Aaron Siskind

What can reading a biography of Aaron Siskind do for me? – a fair question. Reading about almost any great photographer can help answer two questions (at least): What should I photograph and how should I photograph it. Frederick Evans tells about the use of light, Man Ray shows how to be a photographer without owning a camera, and Aaron Siskind lets us know that for inspiration we do not have to confine ourselves to fellow photographers.

But let's begin closer to the beginning. Siskind (1903-1991) originally wanted to be a writer and in college had been interested in literature, especially poetry. Like many would-be writers, he ended up as an English teacher. He taught elementary and junior high school, mainly in New York City, from 1926 until 1949.

Fate stuck the would-be writer in the form of a present when he got married. I was given a small camera as a wedding gift from a very dear friend. a discovery for me. "

Goodbye writer, hello photographer. Siskind joined the Film and Photo League, a cultural organization of the Communist Party. Like many artists in the depression of the 1930s, he was moved to help the poor and neglected. For about a decade he worked as a documentary photographer. Among his creations were Dead End: The Bowery and Harlem Document (1932-40). In the early 1940s Siskind made a radical departure from documentation. He started to produce abstract work.

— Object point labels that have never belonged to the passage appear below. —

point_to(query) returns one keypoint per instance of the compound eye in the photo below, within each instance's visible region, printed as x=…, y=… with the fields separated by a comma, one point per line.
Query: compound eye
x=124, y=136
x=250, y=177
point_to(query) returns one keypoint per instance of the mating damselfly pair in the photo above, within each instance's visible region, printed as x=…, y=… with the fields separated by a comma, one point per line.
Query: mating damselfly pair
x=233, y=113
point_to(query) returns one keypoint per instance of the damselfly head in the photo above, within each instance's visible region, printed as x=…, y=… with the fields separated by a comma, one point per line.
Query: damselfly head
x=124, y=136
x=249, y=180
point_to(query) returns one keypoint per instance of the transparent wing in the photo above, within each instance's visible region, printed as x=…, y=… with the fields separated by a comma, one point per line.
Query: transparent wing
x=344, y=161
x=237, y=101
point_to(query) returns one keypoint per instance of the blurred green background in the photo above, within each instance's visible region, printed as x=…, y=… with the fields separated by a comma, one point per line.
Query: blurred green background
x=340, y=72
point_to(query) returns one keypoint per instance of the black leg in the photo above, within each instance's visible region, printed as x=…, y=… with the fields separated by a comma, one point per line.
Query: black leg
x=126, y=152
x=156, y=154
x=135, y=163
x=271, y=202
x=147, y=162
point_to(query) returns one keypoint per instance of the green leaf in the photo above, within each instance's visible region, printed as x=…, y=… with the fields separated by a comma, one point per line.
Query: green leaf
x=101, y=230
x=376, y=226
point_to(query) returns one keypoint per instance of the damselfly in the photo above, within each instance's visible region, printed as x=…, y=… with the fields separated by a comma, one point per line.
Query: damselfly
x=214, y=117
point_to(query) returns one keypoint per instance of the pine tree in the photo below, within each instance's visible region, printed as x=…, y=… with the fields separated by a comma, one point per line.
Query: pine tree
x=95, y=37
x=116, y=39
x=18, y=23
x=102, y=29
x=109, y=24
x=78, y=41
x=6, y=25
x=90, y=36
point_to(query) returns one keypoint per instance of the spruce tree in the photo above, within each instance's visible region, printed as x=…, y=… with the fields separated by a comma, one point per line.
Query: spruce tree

At that time, the school of painting known as Abstract Expressionism was just getting started. As it was centered in New York City, Abstract Expressionism was also called The New York School.

Siskind was in on the ground floor. Many of the Abstract Expressionist painters were his friends.

Abstract Expressionism was a radical departure from traditional painting for many reasons. For one thing, the subject matter was not important. Actually, there was no identifiable subject matter. To many of the movement's painters this was a way to free themselves from "the impediments of memory, association, nostalgia, legend, and myth that have been the devices of Western European painting." (Barnett Newman)

The absence of traditional subject matter was only the beginning. Not only was Abstract Expressionism non-geometric,
there was, in some cases, a departure from traditional method. Jackson Pollack beloved and stripped thinned paint onto raw canvas laid on the ground.

Finally, there was even a de-emphasis on the finished product. To an Abstract Expressionist the act of creating the painting was more important than the finished product.

They also shared a common philosophy. They bought to express their subconscious. They were interested in Jung's ideas about myth, ritual, and racial memory.

Although they shared a philosophy, they did not share a technique. There were two main branches of Abstract Expressionist paintings. Color Field, who chief practitioners were Mark Rothko, Barnett Newman, and Clyfford Still,
and Gestural, which was produced by artists such as Jackson Pollock, Willem De Kooning, Hans Hofmann, Franz Kline, and Robert Motherwell.

Siskind was a friend of De Kooning, Kline, and Motherwell.

From the time he became interested in Abstract Expressionism, Siskind never looked back. His photographs eliminated the illusion of three-dimensional space. He produced abstract images of common flat, non-geometric objects that had been ignored by conventional photographers. His subject matter included peeling paint, drips of tar, graffiti, seaweed, torn posters, old doorways, and "found art," all sorts of discarded objects that he encountered on his walks.

"When I make a photograph I want it to be an identical new object, complete and self-contained, which basic condition is order – unlike the world of events and actions which permanent condition is change and disorder."

In 1951, Siskind began teaching at the Chicago Institute of Design, where he remained until 1971. He finished his teaching career at the Rhode Island School of Design (1971-76).

And what is the moral of this story? There are two. The first is that, as a photographer, you have to find a style that is consistent with who you are. Remember that Aaron Siskind's initial goal was to become a writer. He had a taste for poetry. His temperament sees, from the beginning, to have been more consistent with Abstract Expressionism than with documentary photography. And, after a decade of taking pictures, Siskind found the style that would make him famous.

The second message is that you do not have to limit your search for ideas and inspiration to photographs or photographers.